The Irish Republican Army’s strategy included a war of attrition, the destruction of high-value assets, to make large regions ungovernable, to sustain a propaganda campaign, and to protect the movement against criminals, collaborators, and informers. The Green Book emphasized that volunteers need to achieve more than just killing enemy personnel, they must also create and maintain support systems that would not only carry the movement through the war, but would also facilitate a smooth transition after military victory had been achieved.
“Most volunteers are arrested on or as a result of a military operation. This causes an initial shock resulting in tension and anxiety. All volunteers feel that they have failed, resulting in a deep sense of disappointment. The police are aware of this feeling of disappointment and act upon this weakness by insults such as “you did not do very well: you are only an amateur: you are only second-class or worse”. While being arrested the police use heavy-handed `shock` tactics in order to frighten the prisoner and break down his resistance. The prisoner is usually dragged along the road to the waiting police wagon, flung into it, followed by the arresting personnel, e.g., police or Army. On the journey to the detention centre the prisoner is kicked, punched and the insults start. On arrival he is dragged from the police wagon through a gauntlet of kicks, punches and insults and flung into a cell.”

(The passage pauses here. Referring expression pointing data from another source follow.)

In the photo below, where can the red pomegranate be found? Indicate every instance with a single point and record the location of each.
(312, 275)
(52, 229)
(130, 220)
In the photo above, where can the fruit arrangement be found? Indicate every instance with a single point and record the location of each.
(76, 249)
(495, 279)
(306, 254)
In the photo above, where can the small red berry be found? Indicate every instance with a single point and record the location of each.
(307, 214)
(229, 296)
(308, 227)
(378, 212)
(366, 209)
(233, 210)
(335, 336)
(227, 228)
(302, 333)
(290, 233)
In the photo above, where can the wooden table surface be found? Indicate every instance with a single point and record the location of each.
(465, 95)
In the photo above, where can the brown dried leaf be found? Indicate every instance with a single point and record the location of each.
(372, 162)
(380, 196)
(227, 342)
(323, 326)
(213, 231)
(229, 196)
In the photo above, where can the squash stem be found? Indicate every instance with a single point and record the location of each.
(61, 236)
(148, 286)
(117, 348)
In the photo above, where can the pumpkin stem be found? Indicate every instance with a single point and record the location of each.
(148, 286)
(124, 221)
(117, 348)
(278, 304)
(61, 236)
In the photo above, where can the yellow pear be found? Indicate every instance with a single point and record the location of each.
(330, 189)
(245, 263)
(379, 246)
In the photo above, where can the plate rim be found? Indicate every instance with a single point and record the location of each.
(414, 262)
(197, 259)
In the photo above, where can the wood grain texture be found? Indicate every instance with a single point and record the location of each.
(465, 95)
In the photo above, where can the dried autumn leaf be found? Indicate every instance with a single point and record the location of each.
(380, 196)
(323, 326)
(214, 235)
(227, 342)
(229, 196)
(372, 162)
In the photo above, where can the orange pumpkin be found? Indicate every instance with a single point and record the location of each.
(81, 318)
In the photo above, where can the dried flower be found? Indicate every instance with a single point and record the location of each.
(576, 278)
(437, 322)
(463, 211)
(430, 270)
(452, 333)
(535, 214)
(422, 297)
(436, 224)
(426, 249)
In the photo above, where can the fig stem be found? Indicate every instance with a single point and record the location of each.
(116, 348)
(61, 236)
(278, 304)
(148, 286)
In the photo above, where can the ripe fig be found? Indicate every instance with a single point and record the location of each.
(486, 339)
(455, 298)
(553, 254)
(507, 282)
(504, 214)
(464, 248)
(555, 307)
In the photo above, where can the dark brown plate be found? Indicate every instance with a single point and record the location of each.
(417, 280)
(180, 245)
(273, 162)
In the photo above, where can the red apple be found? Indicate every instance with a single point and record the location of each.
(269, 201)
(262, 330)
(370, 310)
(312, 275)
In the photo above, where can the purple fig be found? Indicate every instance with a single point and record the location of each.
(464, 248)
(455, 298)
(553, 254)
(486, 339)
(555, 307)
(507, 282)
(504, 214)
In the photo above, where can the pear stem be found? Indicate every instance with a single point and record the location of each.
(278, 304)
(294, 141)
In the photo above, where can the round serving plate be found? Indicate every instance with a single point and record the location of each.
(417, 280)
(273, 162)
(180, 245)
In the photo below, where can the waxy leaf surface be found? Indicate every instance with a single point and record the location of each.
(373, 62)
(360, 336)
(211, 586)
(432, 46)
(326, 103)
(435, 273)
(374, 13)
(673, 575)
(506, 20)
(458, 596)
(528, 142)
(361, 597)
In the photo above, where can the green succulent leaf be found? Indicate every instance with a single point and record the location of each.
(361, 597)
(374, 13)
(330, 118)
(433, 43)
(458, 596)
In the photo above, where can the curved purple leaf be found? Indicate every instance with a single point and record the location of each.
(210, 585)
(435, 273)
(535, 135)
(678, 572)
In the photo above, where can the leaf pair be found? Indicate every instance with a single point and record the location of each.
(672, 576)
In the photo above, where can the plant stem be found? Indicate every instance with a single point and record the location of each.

Capture was one of the greatest fears that volunteers lived with on a daily basis, so the Green Book addressed these concerns in detail and prepared volunteers for that possibility. This section was broken down into the actual arrest, the interrogation, and the legal process. There were three categories of torture that volunteers could face: physical, subtle psychological, and humiliation. Physical torture often took the form of beatings, kicking, punching, and cigarette burns. Psychological torture could include threats to family, friends, and self, or threats of assassination and disfigurement. Humiliation included being stripped naked, remarks about the prisoner’s sexual organs, and removing symbolic defense mechanisms.
One of the ways the Green Book prepared volunteers was by reminding them that they could only be held and tortured for a maximum of 7 days. Although the experience would likely be horrific, it could only last for a relatively brief duration; if they confessed or capitulated during their interrogation they could easily face a lifetime in prison where they would experience much of the same torture. One of the coping strategies they employed was to form images in their minds or on the surrounding walls, directing their concentration away from the interrogators and diverting it toward positive or neutral ideas, even something as simple as a flickering candle or a leaf.
Overall, what the Green Book does is it clearly lays out the ideological foundations of the movement, the requirements of its volunteers, the methodology for identifying and categorising enemies, the tactics that should be employed, and it also addresses the greatest fears of volunteers and teaches them how to cope in the event that they must face them. These are the foundational psychological requirements that are needed to recruit and retain effective underground guerillas. They must know why they are taking action, what their actions will achieve, how to behave, who they are targeting, and they need to know that they will be able to overcome their fears should they need to face them.